‘Money Jungle’: the Amy Winehouse album that never happened

The perils contained within the music industry have a habit of taking those we love too soon. Thus, we have the 27 Club, an array of talented musicians who all passed away at the age of 27. In there is Jimi Hendrix, Kurt Cobain, Jim Morrison, and, of course, Amy Winehouse.

Earlier this year, the biopic Back to Black was released. This movie attempted to tell the story of Amy Winehouse but did the exact opposite. In a half-star review, Far Out noted, “For a film about the life of a person full of curiosity, humour and supreme talent, Sam Taylor-Johnson manages a depiction of Amy Winehouse that is shockingly apathetic….more akin to an episode of Horrible Histories than a nuanced take on one of Britain’s most iconic musicians of the 21st century, the film might just be one of the worst biopics of modern times.”

The movie failed to capture everything that made Amy Winehouse the unique personality that she was. She was more than a woman with a good voice; she was full of humour and charm and, on top of everything, an encyclopaedic knowledge of the music that shaped her. Mark Ronson was subject to this when he used her interests to write some of her most prolific music.

“I just thought, let’s talk about music, see what she likes,” said Ronson, reflecting on the first time he met Winehouse, “She said she liked to go out to bars and clubs and play snooker with her boyfriend and listen to The Shangri-Las. So, she played me some of those records, which turned into a crash course in girl group productions.” Using this newfound knowledge, Ronson penned the chord sequence for ‘Back to Black’. “She came back the next day and she was really into it,” he said, “Ended up staying for two weeks, and we fleshed out five or six songs.”

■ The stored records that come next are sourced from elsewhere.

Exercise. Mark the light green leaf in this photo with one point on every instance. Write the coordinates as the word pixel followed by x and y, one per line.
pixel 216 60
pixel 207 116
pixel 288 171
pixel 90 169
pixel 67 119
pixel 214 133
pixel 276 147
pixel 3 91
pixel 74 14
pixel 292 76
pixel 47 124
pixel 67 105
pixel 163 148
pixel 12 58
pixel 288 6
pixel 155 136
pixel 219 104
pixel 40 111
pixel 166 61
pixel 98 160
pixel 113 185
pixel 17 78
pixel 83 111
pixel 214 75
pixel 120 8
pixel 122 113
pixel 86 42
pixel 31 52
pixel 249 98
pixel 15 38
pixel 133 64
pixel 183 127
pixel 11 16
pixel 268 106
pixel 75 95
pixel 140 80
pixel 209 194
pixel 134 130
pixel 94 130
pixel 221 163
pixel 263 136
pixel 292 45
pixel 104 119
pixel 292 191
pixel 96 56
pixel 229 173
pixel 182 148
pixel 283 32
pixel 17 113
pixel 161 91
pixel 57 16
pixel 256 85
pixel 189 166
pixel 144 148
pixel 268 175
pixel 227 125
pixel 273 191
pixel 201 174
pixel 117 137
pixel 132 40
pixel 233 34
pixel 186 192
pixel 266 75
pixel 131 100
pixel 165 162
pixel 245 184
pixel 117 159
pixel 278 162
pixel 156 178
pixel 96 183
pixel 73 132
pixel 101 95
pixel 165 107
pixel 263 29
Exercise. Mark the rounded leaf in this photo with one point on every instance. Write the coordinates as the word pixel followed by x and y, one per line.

Another musician who got to experience Winehouse’s eclectic knowledge of music was neo-soul pioneer Questlove. He and the Camden singer shared an interest in jazz and were always keen on working together. “She, Mos Def and me were going to redo the entire Duke Ellington, Charles Mingus, Max Roach album, [1963’s] Money Jungle, writing new lyrics to the original songs,” he said, “Jazz was a big part of my relationship with her. I don’t know if she wanted me to know her jazz IQ was higher than mine, but it became this ongoing thing, ‘Bet you don’t know about this record’.”

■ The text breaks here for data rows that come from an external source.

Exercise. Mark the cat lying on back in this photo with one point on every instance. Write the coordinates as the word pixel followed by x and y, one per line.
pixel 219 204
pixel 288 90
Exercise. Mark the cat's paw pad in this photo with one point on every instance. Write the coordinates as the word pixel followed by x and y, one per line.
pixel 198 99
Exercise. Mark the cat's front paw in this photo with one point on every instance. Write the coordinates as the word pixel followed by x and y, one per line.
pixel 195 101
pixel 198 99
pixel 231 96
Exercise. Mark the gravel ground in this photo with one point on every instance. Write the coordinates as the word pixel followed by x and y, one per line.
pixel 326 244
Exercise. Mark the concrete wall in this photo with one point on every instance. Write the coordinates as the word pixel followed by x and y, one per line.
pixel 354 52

The two were constantly supposed to start working together on their album, but persistent problems kept getting in the way. “There was a point when she wasn’t allowed to enter the States [for failing to pass a drug test], so she went to the [Caribbean] Islands to do some songwriting,” he said, “She Facetime-d me: ‘Can you get down here?’ I said I can’t right now.”

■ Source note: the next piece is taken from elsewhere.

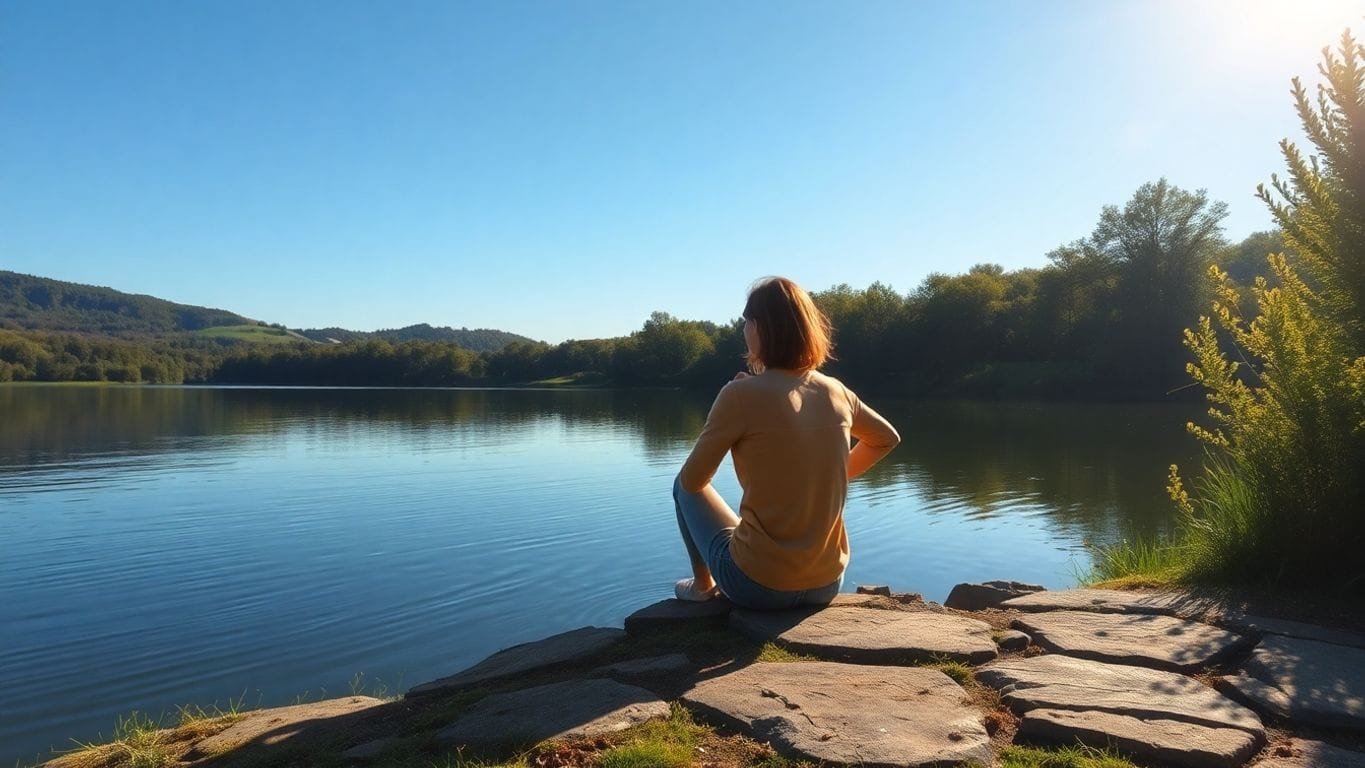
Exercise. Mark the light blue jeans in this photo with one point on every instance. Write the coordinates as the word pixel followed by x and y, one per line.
pixel 707 525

When the two were finally in a position to start working together, disaster struck, as news that shocked the world equally shocked the Roots drummer. “She Facetime-d me one last time from London. I told her, coincidence, I’m on my way there. The Roots had something to do in Switzerland; the second stop was London in three days. When I landed that morning, that’s when I learned that she passed.”

When Amy Winehouse died, a great talent was taken from the world. A lot of exciting music from an innovative mind won’t get made. One album was an ambitious collaboration centred around one of her great loves: jazz. We are left wondering how the record might have come.